The Morpho-Kinematic Architecture of Super Star Clusters in the Center of NGC253

TL;DR

This study uses high-resolution ALMA observations to analyze the structure, distribution, and kinematics of super star clusters and associated dust in the center of NGC 253, revealing new details about their morphology and outflow interactions.

Contribution

It provides the first detection of dust continuum emission in the outflow of NGC 253's center and characterizes the detailed morpho-kinematic structure of SSCs at sub-parsec resolution.

Findings

Detected 350 GHz dust emission in the outflow for the first time.

Resolved SSCs into smaller substructures with radii 0.4-0.7 pc.

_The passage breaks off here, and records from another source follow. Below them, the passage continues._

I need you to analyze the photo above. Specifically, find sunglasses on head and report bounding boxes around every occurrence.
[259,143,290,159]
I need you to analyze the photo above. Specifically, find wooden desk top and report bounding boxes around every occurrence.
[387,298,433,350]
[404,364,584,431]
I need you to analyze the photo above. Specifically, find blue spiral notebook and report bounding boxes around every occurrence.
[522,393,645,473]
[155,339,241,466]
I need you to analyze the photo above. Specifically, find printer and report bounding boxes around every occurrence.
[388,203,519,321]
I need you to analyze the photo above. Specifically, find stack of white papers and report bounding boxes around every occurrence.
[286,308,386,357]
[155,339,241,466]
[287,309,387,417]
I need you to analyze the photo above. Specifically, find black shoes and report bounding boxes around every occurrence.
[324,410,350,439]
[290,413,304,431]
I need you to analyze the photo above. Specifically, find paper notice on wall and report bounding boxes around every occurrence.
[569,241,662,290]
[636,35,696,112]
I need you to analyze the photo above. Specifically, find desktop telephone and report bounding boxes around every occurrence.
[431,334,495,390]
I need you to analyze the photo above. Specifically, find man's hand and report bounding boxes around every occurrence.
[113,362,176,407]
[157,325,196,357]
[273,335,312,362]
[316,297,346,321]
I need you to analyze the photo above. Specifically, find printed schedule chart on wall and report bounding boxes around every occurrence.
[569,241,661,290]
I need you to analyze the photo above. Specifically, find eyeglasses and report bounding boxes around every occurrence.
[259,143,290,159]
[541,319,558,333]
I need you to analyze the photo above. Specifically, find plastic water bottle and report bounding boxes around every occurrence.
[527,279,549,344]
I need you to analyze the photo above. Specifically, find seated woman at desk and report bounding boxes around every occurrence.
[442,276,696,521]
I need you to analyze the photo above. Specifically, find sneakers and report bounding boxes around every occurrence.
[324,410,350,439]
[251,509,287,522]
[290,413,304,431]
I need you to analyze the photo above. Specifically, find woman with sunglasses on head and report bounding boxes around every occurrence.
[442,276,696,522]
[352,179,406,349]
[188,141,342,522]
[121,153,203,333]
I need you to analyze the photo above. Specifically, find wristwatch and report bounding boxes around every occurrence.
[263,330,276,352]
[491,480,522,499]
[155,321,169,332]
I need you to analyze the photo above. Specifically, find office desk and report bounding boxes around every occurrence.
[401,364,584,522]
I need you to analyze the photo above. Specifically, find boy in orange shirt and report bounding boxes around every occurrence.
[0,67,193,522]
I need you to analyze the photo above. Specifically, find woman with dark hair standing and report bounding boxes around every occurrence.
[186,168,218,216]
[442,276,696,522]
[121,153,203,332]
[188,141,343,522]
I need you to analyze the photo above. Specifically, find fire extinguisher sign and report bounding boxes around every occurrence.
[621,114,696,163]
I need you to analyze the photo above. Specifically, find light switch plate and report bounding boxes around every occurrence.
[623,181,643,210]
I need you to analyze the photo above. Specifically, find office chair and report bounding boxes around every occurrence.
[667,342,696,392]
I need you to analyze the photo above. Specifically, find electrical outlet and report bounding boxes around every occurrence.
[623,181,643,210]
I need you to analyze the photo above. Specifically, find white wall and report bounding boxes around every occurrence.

Found SSCs arranged in an elliptical, angular momentum-conserving ring.

Abstract

The center of the nearby galaxy NGC\,253 hosts a population of more than a dozen super star clusters (SSCs) which are still in the process of forming. The majority of the star formation of the burst is concentrated in these SSCs, and the starburst is powering a multiphase outflow from the galaxy. In this work, we measure the 350~GHz dust continuum emission towards the center of NGC\,253 at 47~milliarcsecond (0.8 pc) resolution using data from the Atacama Large Millimeter/submillimeter Array (ALMA). We report the detection of 350~GHz (dust) continuum emission in the outflow for the first time, associated with the prominent South-West streamer. In this feature, the dust emission has a width of $\approx$~8~pc, is located at the outer edge of the CO emission, and corresponds to a molecular gas mass of $\sim~(8-17)\times10^6$~M$_\odot$. In the starburst nucleus, we measure the resolved radial profiles, sizes, and molecular gas masses of the SSCs. Compared to previous work at somewhat lower spatial resolution, the SSCs here break apart into smaller substructures with radii $0.4-0.7$~pc. In projection, the SSCs, dust, and dense molecular gas appear to be arranged as a thin, almost linear, structure roughly 155~pc in length. The morphology and kinematics of this structure can be well explained as gas following $x_2$ orbits at the center of a barred potential. We constrain the morpho-kinematic arrangement of the SSCs themselves, finding that an elliptical, angular momentum-conserving ring is a good description of the both morphology and kinematics of the SSCs.